Hello, I am a beginner trying to learn GEANT. So my question may be too basic and naive. Hope you can understand.
I would like to simulate a PET scan, and I would like to count the number of particles traveling at certain position x in certain direction θ with energy E. As far as I know, this particle density, also called radiance intensity, and is a component in radiative transport equation. It cannot be directly measured in PET scanning scenarios, so I wonder if it can be known in simulations. Is there any document/tool that I can refer to?
Presumably “certain position x” is really “through a small voxel or area pixel centered on x”? The information you would want to accumulate is momentum direction (px,py,pz) and kinetic energy. I don’t recall whether there’s a built-in scorer that will do this for you.

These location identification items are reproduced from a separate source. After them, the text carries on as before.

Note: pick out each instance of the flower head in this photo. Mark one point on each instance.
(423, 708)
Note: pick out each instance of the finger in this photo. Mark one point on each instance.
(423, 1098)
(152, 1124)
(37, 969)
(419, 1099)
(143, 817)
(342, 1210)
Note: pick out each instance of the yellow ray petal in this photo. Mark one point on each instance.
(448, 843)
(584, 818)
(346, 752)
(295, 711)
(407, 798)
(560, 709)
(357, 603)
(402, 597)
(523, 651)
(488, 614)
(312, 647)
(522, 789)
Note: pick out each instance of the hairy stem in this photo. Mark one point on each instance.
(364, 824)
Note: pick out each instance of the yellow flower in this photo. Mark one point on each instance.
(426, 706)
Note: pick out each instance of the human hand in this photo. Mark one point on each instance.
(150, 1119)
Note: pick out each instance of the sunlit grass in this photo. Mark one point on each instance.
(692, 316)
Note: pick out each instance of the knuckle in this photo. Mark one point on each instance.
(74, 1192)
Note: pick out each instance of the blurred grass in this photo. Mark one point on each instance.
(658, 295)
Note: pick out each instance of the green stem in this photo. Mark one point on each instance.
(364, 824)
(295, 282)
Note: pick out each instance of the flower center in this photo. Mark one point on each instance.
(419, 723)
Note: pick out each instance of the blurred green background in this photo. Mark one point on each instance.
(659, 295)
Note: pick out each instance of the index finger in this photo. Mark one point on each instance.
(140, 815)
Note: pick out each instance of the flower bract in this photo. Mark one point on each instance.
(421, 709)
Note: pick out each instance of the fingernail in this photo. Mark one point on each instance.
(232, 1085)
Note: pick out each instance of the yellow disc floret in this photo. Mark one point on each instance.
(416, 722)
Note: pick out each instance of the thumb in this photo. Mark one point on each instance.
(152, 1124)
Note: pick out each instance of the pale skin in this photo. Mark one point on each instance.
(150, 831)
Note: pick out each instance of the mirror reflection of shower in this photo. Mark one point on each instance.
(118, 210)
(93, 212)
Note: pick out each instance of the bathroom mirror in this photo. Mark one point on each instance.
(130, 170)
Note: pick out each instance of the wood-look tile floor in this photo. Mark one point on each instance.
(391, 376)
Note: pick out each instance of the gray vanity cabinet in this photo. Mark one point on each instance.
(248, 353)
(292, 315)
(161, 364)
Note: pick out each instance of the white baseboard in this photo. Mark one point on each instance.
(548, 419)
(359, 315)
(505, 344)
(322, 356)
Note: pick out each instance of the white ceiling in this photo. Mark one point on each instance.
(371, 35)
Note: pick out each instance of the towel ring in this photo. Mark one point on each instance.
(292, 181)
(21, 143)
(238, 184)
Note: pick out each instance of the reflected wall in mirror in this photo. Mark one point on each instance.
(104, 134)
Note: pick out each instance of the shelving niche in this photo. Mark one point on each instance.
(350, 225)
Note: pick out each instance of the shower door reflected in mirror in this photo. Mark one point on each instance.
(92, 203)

If I were doing it myself, I’d attach a SensitiveDetector to my volume, and use it to fill an N-tuple with the momentum, energy and position of each step. Then, in my analysis code, I can compute theta from (px,py,pz), and histogram it vs. position, with cuts, or in energy bins, or whatever.
Well, since SD’s are user code, that depends on how absurdly complex you want it to be
If you’re doing the usual simple thing of extracting data from G4Step and storing it to a hit, or an N-tuple, or something, even with if conditions, it’ll be perfectly fine compared to the rest of the tracking.
If you’re doing some sort of fit or complex interpolation as part of the SD, that could have an impact.
Hi @mkelsey, sorry for the belated response, but in my trials which use hits to record particle interactions, the recorded positions don’t seem to be within the FOV. E.g., after reading the posX/Y/Z from the hits files, I try to filter out the positions within region [-200~200, -200~200, -132~132], but no position is returned - all interactions recorded seem to be outside this region, which is not what I want. What could possibly be the reason? And any workaround? Attached are the definition macros for the PET scanner geometry and phantom setup.
If you run with visualization, do you see tracks going where you expect them to go?
I’m not at all familar with how GATE wraps up regular Geant4 stuff. In G4, the positions you get from G4Step are always in the World coordinate system. If your target is offset from (0,0,0) in the world, then the coordinates might not be what you expect them to be.
It is a bit difficult to visualize the simulation script since it is designed for running HPC server that has no GUI. And tbh I don’t think it’s a problem of target’s deviation from center of the world coordinates, since image reconstructed from the simulation output does show that the phantom is at the center. But will try your suggestions - many thanks, and maybe I should also turn to GATE’s forum for help.
In Geant4, you’d look to record the primary vertex coordinates (i.e. the original primary that resulted in the hit in your detector). GATE is a bit different with how they have chosen to do this. The coordinates you are looking at are likely those of the events inside your sensitive detector volume and thus why they are not inside the FOV.
However, if you have conventional hit outputs from GATE then one of the fields probably already has this information for you. Using the ASCII as a reference:
Hi jrellin. The [-200~200, -200~200, -132~132] filtering was exactly applied to hit outputs from GATE and no count was returned. Based on GATE’s documentation, I suspect that the hits output only records full interactions inside the crystal; for phantomSD, it seems to merely store information related to scattering (nPhantomCompton and compVolName).